On 23 June 2022, in a written submission from Mr Casey, a director and secretary of the plaintiff, the plaintiff sought:
“An order that the Defendants, or the one or other of them, pay to the Plaintiff, costs of and incidental to the trial of the separate issue ordered by Davis J on 18 October 2021, including reserved costs, on the standard basis, as agreed or assessed.”
On 30 June 2022, the solicitors for the defendants provided written submissions. In these, the defendants accepted that costs should follow the event in accordance with r 681, and that the plaintiff had been “largely successful in relation to the relief sought on the issues for determination on the separate issue.”
The defendants also submitted that “as the plaintiff has been self-represented at all time material to the hearing of the separate issue”, there should be no order as to costs.
In Cachia v Hanes, the High Court observed:
“It has not been doubted since 1278 when the Statute of Gloucester introduced the notion of costs to the common law that costs are awarded by way of indemnity (or more accurately, partial indemnity) for professional legal costs actually incurred in the conduct of litigation. They were never intended to be comprehensive compensation for any loss suffered by a litigant. As Coke observed of the Statute of Gloucester, the costs which might be awarded to a litigant extended to the legal costs of the suit ‘but not to the costs and expenses of his travell and losse of time’.”[1]
[1][1994] 179 CLR 403, 410-411 (Mason CJ, Brennan, Deane, Dawson and McHugh JJ) (footnotes omitted). The Statute of Gloucester is 1278 (UK) 6 Edw. I c. 1. The passage from Coke is at Second part of the Institutes of the Laws of England (1797), p.288.

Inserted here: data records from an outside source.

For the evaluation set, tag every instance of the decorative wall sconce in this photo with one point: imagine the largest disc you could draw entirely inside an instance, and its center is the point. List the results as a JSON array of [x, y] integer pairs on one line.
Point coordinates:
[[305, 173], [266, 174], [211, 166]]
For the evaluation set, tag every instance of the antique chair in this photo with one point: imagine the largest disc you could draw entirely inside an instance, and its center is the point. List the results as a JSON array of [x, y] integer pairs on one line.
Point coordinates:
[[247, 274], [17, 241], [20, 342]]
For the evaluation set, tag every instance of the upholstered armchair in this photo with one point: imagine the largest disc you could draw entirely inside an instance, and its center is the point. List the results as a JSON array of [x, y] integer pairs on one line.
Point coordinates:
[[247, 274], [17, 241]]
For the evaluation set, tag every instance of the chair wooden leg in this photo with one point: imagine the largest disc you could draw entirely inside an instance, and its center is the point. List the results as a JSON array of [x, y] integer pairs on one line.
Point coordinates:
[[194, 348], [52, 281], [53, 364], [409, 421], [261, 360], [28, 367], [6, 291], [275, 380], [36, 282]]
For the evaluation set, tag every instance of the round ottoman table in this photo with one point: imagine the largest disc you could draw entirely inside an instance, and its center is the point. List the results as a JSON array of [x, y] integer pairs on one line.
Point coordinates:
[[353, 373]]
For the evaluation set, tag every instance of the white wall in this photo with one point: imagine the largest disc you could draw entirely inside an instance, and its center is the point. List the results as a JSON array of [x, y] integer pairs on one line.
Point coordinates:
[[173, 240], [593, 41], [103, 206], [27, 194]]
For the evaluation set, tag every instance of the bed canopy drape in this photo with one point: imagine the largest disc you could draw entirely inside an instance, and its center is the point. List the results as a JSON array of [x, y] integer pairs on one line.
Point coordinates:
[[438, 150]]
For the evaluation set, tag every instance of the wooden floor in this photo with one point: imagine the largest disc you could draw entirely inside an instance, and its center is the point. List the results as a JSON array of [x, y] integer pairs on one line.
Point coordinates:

The plaintiff did not retain counsel or solicitors to represent it at the hearing. It sought and obtained leave to be represented by a director. It incurred no professional legal costs in the conduct of this part of the proceeding. If awarded costs, the plaintiff might be allowed to recover any court filing or hearing fees it has paid.[2] However, the plaintiff applied for and obtained an exemption from paying the Court any setting down or hearing fees before this separate hearing commenced.
[2]See, e.g., George v Fletcher (No 2) [2010] FCAFC 71, [17] (Ryan, Marshall and Logan JJ).
It follows that a costs order might invite disputation between the parties about whether the plaintiff could recover from the defendants sums that are trivial in comparison with the principal sum claimed. That should be avoided.
In the exercise of the broad discretion on matters of costs, I decline to order the defendants to pay the plaintiff’s costs of the determination of the separate issues, including the costs of the parties’ respective written submissions on costs. The appropriate Order is “no order as to costs”. This has the effect that each party is to bear its own costs of the part of the proceeding to which the Order relates, regardless of any costs order the Court may make at the end of the proceeding.